I am in lubbock and a while back i traded some hard wood pieces for a pen, and that person no longer has the same email address…..

so i am looking for another local that wouldn't mind trading some material for a pen, or maybe sell me a few pens.

(im a bigger guy with big hands and like the larger pens.) 
the pen i have i believe i was told it was a "European" style???

i am not a turner… so i don't know anything about that stuff haha.

any help would be appreciated. 
Thanks!!!


----------



## Finn (May 26, 2010)

I am also in Lubbock. I am the president of Lubbock Woodworkers Club and know of no pen turners in our club but there is a "Turners Club" here in Lubbock and I bet there are guys in that group that would be interested. When I lived in Maryland I met a pen turner on linefrom Indiana and sent him a bunch of hardwood blanks and he sent me two pens in return.

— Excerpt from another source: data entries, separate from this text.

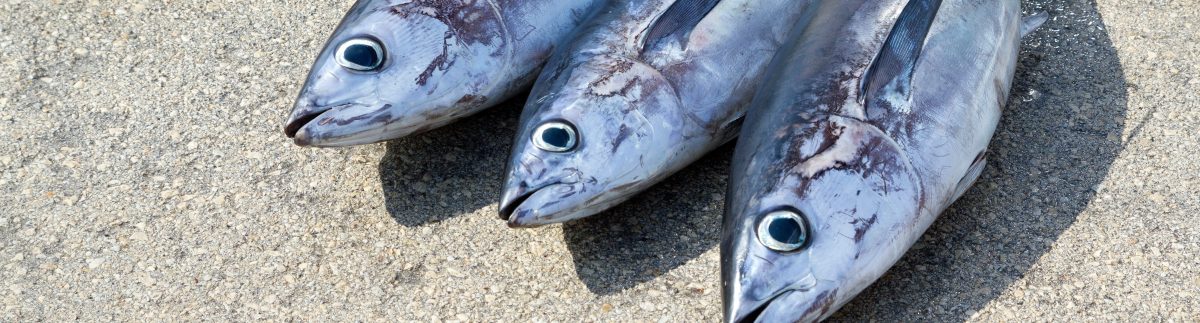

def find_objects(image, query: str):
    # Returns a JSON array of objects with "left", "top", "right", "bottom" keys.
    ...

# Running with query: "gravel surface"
[{"left": 0, "top": 0, "right": 1200, "bottom": 322}]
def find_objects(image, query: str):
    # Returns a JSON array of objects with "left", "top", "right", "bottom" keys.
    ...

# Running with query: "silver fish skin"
[
  {"left": 721, "top": 0, "right": 1022, "bottom": 322},
  {"left": 283, "top": 0, "right": 604, "bottom": 146},
  {"left": 499, "top": 0, "right": 809, "bottom": 227}
]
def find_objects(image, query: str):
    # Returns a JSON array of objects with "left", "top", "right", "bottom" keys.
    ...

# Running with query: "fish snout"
[{"left": 283, "top": 98, "right": 332, "bottom": 139}]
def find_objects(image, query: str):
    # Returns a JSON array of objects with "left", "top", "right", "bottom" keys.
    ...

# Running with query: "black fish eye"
[
  {"left": 335, "top": 38, "right": 384, "bottom": 72},
  {"left": 532, "top": 121, "right": 578, "bottom": 152},
  {"left": 758, "top": 210, "right": 809, "bottom": 252}
]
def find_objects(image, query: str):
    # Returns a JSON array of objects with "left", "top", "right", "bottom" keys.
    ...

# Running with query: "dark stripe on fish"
[
  {"left": 860, "top": 0, "right": 942, "bottom": 104},
  {"left": 641, "top": 0, "right": 721, "bottom": 54}
]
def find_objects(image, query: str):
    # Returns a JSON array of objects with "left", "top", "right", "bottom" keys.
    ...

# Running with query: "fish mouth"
[
  {"left": 499, "top": 183, "right": 564, "bottom": 228},
  {"left": 726, "top": 291, "right": 794, "bottom": 323},
  {"left": 283, "top": 102, "right": 396, "bottom": 148},
  {"left": 283, "top": 107, "right": 334, "bottom": 138}
]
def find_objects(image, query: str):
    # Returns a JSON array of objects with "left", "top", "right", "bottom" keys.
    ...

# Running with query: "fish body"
[
  {"left": 721, "top": 0, "right": 1022, "bottom": 322},
  {"left": 499, "top": 0, "right": 809, "bottom": 227},
  {"left": 284, "top": 0, "right": 602, "bottom": 146}
]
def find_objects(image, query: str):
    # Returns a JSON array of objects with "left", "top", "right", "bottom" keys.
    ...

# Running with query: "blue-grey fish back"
[
  {"left": 642, "top": 0, "right": 721, "bottom": 53},
  {"left": 860, "top": 0, "right": 942, "bottom": 104}
]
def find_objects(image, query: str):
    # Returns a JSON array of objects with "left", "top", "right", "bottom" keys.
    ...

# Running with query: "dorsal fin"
[
  {"left": 859, "top": 0, "right": 942, "bottom": 102},
  {"left": 1021, "top": 11, "right": 1050, "bottom": 37},
  {"left": 641, "top": 0, "right": 721, "bottom": 54}
]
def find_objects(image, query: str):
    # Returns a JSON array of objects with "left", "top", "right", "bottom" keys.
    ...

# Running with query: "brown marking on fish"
[
  {"left": 388, "top": 0, "right": 506, "bottom": 86},
  {"left": 850, "top": 209, "right": 880, "bottom": 243}
]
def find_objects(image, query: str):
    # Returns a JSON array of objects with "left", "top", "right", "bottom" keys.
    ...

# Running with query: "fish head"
[
  {"left": 284, "top": 0, "right": 511, "bottom": 146},
  {"left": 721, "top": 116, "right": 922, "bottom": 322},
  {"left": 499, "top": 55, "right": 685, "bottom": 227}
]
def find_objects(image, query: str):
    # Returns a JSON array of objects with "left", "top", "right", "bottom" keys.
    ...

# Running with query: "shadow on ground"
[
  {"left": 563, "top": 144, "right": 733, "bottom": 294},
  {"left": 835, "top": 0, "right": 1135, "bottom": 322},
  {"left": 379, "top": 96, "right": 526, "bottom": 227}
]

Wood blanks and pens are small enough to send cheaply so you do not have to be limited to working with turners in Lubbock.


----------



## TheDane (May 15, 2008)

There is an AAW affilitae club in Lubbock:

*South Plains Woodturners 
*
Meets 1st Saturday of the month at:
Target Sheet Metal 515 SE Loop 289, Lubbock, TX

Jim Bob Burgoon, President
5828 88th St
Lubbock, TX 79424 
Phone: 806-783-9071
Email: [email protected]


----------



## Zboom (Dec 15, 2011)

I'm a penturner in Lubbock, Texas (actually im in ransom canyon) and would be willing to work with you. Send me a pm and we can work something out.


----------



## dahenley (Sep 1, 2012)

here is a picture of a pen that i have. (the one i am calling a european style. which i don't know if that is correct or not)
it was said to be made of a mesquite burl if i remember right. 









also, here is a piece of walnut that was cut off a slab that i had. is it possible to be turned into a pen? (what your seeing is the end grain in the picture and i though it looked sweet.


----------



## Zboom (Dec 15, 2011)

Yes the pen you have is a European style…. Looks like it could be skeet burl but the pic is pretty grainy…. That piece of walnut you have what's the dimensions? Typically I don't make the euro style, but a cigar would be good for you if you like a heavier/thicker pen. My Facebook page below will show some of the pens I make, just be warned the pics don't do them any justice


----------



## Zboom (Dec 15, 2011)




----------



## dahenley (Sep 1, 2012)

thats a nice pen!!! (and that JD#7 pen on your FaceBook Looks great too…. but i won't need one of those till i graduate haha in May 2015)

the Walnut is 1 3/8×1 3/8


----------



## Zboom (Dec 15, 2011)

Da this is actually another number 7 (has blo to make the white oak grain pop) as well and it smells like whiskey when it's turned also… That walnut is workable


----------